Call for better regulation for Care Workers

Topics covered: Ridouts professional advice

Baroness Kingsmill, the Labour peer tasked with leading the Kingsmill review into exploitation in the care sector, warns that exploitation of care workers is leaving the elderly and vulnerable at risk.

The report describes a “toxic combination of conditions” for nursing home and homecare staff meaning that frail, elderly people are not receiving vital help.  Baroness Kingsmill said “Care work is in crisis: people who may be vulnerable are not being treated with the care and attention they deserve.  All too often, their only source of support, Care Workers, are exhausted, unable to plan their own lives through insecure contracts, and unable to spend enough quality time with the person in receipt of care.”

In particular, the report criticises the use of zero-hours contracts.    One in five Care Workers are employed on zero-hours contracts and must agree to work exclusively for a single employer with no promise of enough hours to make ends meet.  It also highlighted that a fifth of care workers joining the sector have no experience before starting and a third have no further training to update their skills following commencement of employment.

The report concludes that there is no basic job stability and many Care Workers are paid effectively below the minimum wage.  Last year HMRC caught more than 700 companies breaking minimum wage laws.

Commenting on the report, Richard Hawkes, chair of the Care and Support Alliance said “Our members regularly hear from older and disabled people – and their carers – that getting support is a battle and that the help they receive isn’t up to scratch.  Sitting behind the issues of exploitation in care is a story of chronic under-funding that has seen councils ration and restrict care and has undermined commissioning and provision of high-quality care that puts the person first.”
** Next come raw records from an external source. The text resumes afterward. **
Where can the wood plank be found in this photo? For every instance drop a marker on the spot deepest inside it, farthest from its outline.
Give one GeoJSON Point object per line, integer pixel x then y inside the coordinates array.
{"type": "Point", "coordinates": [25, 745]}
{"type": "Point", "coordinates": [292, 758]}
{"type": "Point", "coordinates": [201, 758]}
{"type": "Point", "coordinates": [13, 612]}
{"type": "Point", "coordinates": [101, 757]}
The report calls for the status of caring to be upgraded urgently with a long-term objective for “professionalisation” of care workers with a register for all Care Workers and formal training provision.  In the immediate term it calls for the abolition of zero-hours contracts and more strict enforcement of the minimum wage in the care industry, along with the introduction of a “licence to practise” for care managers.

Baroness Kingsmill said “All too often during the course of this review I’ve heard the words ‘I’m just a Care Worker’.  How unfair it sounds.  Care Workers often have to deal with complex feeding methods, use hoists for moving clients, dress wounds, administer medication, and provide vital emotional and domestic support for care recipients.  It’s not a job for the faint-hearted and it’s certainly not ‘just a job’.”  She added “Care Workers are undervalued, underpaid and under trained.  They don’t have the status of Nurses.  They don’t have the status of Child-Minders.  The sector is subject to weak regulation.  We don’t know who they are, we don’t know what qualifications they hold and they are not registered with any professional body.  This workforce of 1.8 million people in England is almost invisible.”